James Mangold’s biopic of singer Johnny Cash has been called this year’s “Ray,” and that turns out to be a pretty fair description of it–or at least of what it tries to be. If you wanted to be flip about it, you might say that while “Ray” was a film about a music icon who was black, “Walk the Line” is one about the icon called the man in black. But to speak more seriously, the basic similarity is that they’re both very conventional Hollywood musical biographies, structured pretty much the same way similar movies would have been back in 1945 or 1959 and presented without a great deal of imagination or any special insight. Both are also notable for the uncannily accurate performances in the lead roles–by Jamie Foxx in “Ray,” of course, and here by both Joaquin Phoenix as Cash and Reese Witherspoon as June Carter (though in neither case would they have been the first names you’d have thought of for those parts). And they’re also likely to be remembered at Oscar time, at least in terms of nominations if not for the statuettes themselves, as Foxx was.
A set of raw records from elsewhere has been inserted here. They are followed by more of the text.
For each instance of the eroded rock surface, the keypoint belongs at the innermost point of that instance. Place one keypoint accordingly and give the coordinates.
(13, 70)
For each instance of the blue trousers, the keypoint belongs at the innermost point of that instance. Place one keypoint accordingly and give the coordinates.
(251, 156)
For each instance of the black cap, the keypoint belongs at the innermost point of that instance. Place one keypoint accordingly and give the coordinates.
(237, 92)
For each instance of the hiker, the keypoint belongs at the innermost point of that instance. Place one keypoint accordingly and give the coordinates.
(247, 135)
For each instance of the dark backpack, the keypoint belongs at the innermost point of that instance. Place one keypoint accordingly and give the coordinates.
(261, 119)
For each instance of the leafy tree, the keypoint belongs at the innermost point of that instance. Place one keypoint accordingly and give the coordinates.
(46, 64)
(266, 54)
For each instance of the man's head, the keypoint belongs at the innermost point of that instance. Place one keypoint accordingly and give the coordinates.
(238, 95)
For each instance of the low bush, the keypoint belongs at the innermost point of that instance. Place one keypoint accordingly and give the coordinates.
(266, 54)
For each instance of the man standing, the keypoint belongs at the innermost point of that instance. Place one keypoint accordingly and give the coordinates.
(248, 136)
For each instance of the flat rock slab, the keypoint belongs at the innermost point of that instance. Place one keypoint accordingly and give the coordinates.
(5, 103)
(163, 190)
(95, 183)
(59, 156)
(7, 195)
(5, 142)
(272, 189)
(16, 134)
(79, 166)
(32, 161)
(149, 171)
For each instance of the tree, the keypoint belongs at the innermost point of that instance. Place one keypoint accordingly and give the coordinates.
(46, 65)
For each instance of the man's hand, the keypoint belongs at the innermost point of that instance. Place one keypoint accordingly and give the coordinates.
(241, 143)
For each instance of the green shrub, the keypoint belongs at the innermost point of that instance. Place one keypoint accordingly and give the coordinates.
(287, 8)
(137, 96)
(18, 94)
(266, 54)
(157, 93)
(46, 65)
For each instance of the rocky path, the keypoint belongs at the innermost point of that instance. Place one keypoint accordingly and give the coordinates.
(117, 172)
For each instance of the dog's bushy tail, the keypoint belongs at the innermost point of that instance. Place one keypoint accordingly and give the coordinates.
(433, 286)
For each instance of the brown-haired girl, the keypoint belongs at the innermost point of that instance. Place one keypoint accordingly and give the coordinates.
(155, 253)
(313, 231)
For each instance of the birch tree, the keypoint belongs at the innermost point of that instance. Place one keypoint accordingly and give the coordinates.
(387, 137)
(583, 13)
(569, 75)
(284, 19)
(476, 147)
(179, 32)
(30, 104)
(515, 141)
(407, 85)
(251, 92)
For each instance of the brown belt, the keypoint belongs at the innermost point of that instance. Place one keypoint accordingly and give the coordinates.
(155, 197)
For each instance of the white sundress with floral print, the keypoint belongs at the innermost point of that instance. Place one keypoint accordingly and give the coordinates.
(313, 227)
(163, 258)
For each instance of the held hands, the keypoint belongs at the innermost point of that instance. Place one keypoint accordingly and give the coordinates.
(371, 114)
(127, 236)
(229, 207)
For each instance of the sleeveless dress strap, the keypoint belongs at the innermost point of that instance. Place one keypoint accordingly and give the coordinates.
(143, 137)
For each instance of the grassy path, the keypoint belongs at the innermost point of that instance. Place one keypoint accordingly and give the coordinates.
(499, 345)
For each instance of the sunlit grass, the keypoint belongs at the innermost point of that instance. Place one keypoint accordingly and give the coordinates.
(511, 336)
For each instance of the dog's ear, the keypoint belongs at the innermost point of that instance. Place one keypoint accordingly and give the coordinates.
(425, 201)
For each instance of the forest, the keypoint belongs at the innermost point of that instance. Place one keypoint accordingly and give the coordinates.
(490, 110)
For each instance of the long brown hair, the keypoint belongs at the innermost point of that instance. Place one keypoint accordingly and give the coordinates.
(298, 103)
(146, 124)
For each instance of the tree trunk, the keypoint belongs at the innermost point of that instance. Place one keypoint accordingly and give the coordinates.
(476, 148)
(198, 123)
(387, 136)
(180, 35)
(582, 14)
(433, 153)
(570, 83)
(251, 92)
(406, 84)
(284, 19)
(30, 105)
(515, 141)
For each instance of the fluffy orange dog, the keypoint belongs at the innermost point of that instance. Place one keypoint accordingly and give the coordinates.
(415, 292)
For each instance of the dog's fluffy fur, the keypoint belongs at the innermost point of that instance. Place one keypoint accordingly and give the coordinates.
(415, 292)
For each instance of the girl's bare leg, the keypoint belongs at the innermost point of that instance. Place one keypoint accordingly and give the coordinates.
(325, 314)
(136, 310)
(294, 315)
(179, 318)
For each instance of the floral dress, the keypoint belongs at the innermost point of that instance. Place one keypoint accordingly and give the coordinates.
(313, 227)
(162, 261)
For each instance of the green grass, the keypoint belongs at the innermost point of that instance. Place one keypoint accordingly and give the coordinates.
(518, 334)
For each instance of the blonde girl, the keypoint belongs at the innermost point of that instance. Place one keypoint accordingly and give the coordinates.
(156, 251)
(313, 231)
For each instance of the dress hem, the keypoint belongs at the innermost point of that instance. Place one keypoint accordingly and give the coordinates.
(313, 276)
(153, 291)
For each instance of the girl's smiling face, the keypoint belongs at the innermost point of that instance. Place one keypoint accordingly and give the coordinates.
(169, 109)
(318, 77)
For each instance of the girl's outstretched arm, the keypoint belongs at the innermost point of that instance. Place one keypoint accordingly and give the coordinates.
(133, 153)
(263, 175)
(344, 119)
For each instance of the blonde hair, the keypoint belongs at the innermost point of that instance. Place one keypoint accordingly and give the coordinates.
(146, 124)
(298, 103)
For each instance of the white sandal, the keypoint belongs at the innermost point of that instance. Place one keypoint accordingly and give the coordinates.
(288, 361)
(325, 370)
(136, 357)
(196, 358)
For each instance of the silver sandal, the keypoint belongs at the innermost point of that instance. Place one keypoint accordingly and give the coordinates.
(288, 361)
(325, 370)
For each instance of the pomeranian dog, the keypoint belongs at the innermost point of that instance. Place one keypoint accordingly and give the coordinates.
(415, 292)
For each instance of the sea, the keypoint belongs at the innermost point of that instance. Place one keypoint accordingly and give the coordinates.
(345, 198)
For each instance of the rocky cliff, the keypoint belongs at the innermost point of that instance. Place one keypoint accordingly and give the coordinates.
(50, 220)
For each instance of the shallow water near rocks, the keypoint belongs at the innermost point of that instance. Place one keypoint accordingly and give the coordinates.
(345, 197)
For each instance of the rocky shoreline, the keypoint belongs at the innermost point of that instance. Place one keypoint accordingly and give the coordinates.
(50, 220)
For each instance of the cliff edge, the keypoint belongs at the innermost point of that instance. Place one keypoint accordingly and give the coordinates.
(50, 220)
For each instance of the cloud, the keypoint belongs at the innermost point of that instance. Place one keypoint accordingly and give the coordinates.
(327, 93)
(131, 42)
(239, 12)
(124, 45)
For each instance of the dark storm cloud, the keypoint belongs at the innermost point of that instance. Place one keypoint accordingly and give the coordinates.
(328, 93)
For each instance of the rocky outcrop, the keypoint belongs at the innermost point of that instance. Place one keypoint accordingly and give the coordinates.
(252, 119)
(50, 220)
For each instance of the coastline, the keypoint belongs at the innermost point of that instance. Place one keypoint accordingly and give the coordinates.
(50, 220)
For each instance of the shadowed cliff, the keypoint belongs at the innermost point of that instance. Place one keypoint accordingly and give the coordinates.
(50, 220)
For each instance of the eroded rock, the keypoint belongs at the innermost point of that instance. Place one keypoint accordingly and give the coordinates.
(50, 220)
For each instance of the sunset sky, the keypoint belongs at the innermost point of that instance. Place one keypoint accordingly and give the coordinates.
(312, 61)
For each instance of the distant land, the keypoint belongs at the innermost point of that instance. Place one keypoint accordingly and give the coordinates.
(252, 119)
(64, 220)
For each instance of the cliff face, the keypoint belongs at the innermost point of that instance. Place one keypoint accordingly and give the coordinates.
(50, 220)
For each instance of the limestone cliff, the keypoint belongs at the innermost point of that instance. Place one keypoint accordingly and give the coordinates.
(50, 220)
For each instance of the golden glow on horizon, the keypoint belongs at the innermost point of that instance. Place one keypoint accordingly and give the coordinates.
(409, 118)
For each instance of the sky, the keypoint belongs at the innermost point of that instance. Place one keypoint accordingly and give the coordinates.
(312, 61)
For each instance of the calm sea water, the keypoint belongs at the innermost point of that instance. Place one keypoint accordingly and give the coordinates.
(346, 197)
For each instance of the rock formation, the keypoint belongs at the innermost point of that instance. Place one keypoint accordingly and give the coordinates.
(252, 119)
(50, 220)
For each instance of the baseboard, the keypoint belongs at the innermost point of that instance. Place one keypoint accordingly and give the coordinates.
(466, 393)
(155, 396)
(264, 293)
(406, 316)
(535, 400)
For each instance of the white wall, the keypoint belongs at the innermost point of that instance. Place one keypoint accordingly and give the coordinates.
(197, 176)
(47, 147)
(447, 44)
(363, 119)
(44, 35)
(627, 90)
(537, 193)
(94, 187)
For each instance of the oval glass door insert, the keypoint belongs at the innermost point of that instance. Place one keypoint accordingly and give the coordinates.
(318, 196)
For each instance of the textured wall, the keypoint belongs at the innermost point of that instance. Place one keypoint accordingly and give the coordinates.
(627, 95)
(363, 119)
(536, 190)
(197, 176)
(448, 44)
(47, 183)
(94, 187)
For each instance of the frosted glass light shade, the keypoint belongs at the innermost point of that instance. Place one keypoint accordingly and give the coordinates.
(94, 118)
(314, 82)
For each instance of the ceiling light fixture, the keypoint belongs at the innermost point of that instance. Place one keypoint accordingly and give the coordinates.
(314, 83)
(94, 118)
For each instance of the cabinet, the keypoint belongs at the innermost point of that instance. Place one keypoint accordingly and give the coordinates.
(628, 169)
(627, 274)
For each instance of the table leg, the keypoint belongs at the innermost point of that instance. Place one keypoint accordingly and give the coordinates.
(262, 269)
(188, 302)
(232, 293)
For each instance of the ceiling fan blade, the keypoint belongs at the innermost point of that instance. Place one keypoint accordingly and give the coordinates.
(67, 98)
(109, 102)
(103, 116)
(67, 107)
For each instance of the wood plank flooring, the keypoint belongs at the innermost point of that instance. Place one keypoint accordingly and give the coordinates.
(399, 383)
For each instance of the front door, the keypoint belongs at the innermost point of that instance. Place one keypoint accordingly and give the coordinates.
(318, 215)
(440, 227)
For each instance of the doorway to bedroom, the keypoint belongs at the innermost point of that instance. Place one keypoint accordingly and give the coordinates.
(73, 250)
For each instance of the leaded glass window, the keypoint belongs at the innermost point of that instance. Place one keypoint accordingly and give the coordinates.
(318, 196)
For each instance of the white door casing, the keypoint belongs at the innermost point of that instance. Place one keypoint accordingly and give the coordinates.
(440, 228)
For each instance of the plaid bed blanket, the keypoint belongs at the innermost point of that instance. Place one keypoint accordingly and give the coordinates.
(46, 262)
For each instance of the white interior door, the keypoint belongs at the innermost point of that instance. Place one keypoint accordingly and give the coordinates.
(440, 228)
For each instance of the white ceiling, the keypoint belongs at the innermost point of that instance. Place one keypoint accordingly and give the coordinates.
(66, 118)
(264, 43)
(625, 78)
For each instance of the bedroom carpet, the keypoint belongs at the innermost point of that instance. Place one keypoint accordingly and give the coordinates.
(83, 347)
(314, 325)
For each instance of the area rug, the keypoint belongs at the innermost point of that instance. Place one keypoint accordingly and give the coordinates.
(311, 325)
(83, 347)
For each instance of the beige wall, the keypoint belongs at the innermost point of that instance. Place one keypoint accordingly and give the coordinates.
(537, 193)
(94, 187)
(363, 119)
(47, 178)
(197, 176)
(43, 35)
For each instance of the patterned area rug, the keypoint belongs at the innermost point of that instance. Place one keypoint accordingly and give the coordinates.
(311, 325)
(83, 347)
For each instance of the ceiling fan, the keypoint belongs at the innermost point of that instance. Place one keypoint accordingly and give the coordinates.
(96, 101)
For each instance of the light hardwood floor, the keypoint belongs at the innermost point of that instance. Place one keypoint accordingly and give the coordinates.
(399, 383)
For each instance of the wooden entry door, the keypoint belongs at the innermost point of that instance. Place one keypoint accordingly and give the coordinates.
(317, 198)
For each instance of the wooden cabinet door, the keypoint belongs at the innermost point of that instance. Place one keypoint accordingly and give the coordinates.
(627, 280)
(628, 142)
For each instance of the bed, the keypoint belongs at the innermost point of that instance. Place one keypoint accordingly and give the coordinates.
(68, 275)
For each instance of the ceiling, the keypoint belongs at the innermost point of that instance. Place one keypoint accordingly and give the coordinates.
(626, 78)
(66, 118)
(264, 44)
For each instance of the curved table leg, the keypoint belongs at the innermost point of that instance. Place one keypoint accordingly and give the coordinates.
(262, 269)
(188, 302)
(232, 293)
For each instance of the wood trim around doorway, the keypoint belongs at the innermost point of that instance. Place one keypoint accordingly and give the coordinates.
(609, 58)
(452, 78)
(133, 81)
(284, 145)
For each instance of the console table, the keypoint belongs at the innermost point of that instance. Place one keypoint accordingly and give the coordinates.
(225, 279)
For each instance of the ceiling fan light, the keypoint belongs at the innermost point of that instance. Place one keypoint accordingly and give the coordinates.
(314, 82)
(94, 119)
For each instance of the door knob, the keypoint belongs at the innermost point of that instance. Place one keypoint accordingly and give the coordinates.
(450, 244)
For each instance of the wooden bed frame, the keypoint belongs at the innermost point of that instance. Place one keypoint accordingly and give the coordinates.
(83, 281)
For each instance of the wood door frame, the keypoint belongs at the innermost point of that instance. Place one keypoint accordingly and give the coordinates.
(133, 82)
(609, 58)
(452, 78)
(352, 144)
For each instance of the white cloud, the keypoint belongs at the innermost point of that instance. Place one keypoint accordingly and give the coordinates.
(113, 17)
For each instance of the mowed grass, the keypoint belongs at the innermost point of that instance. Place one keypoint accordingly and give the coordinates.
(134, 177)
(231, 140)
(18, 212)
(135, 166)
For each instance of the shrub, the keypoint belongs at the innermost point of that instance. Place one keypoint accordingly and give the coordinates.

But “Walk the Line” doesn’t match “Ray,” not because it’s any less a slickly professional job but because Cash’s story just isn’t as compelling as Ray Charles’s. With the latter you had not only the man’s emergence from impoverished beginnings but his overcoming blindness, too; and in addition to his inveterate womanizing, his heavy drug usage and his dealings with record companies, there was the racial issue that put the singer-pianist in the context of the most significant element of social change occurring in the country. Cash had troubles in his life, too, but it would be absurd to say that they were in any way the equal of those Charles faced. As depicted here, in a script by Mangold and Gill Dennis based on Cash’s own autobiographical books (which may be the fundamental problem), he must deal with childhood trauma resulting from the death of his beloved older brother (Lucas Till) and the stern, unloving attitude of his alcoholic father (Robert Patrick). And his singing career will not only take a toll on his marriage to his early sweetheart Vivian (Ginnifer Goodwin) but introduce him to the woman who was his true soul-mate and became his real love–singer Carter (Witherspoon), who resisted his advances for years but finally became his second wife. (In fact, the movie seems to be essentially a two-hour difficult courtship.) Cash also had a serious drug problem that threatened his professional and personal well-being. But if you stack up Cash’s troubles against Charles’s, they come off seeming pretty minor. It may even be a shock to learn that despite his famous song from the perspective of a prisoner, Cash never served hard time; he did give a famous concert for the Folsom inmates, but that’s hardly the same thing.

That doesn’t mean that “Walk the Line” isn’t enjoyable, in a modest way. It includes a lot of Cash’s and Carter’s music, which is all to the good, and certainly Phoenix and Witherspoon prove engaging, even remarkable performers, going well beyond mere impersonation. But despite their excellence, the film never goes terribly deep beneath the surface of things; perhaps because it’s based on the singer’s own memoirs, it seems curiously superficial in its depiction of his dreams as well as his troubles. Of course, perhaps what we see here is pretty much all there was. But if so, the Johnny Cash so many people idolize and revere would appear to be more a triumph of showmanship than of reality. Nor is Carter explained any better. She’s resolutely chipper in spite of the fact that she has marital problems; in fact, her biggest crisis seems to arise when the conservative fans of her family puritanically sneer at her for insulting the sanctity of marriage by getting divorced (the movie is especially ham-fisted on this score). Somehow Phoenix and Witherspoon go beyond the blandness of the screenplay to suggest deeper currents in Cash and Carter, but they can’t do it alone.

The supporting cast strikes no particular sparks. Patrick is grim and sour-faced as Cash’s father and Goodwin no better than adequate as the luckless Vivian, while the parade of youngsters who have cameos as other rockers of the era–Tyler Hilton as Elvis Presley, Waylon Malloy Payne as Jerry Lee Lewis, Jonathan Rice as Ray Orbison–seem just like the impersonators they are. Technically the movie is fine, with glossily luxuriant cinematography by Phedon Papamichael and good period production design by David J. Bomba.

But though you’ll probably leave the theatre swinging to the music, this highly conventional movie really doesn’t do its subject justice: it’s a “Ring of Fire” that burns at distressingly low dramatic voltage.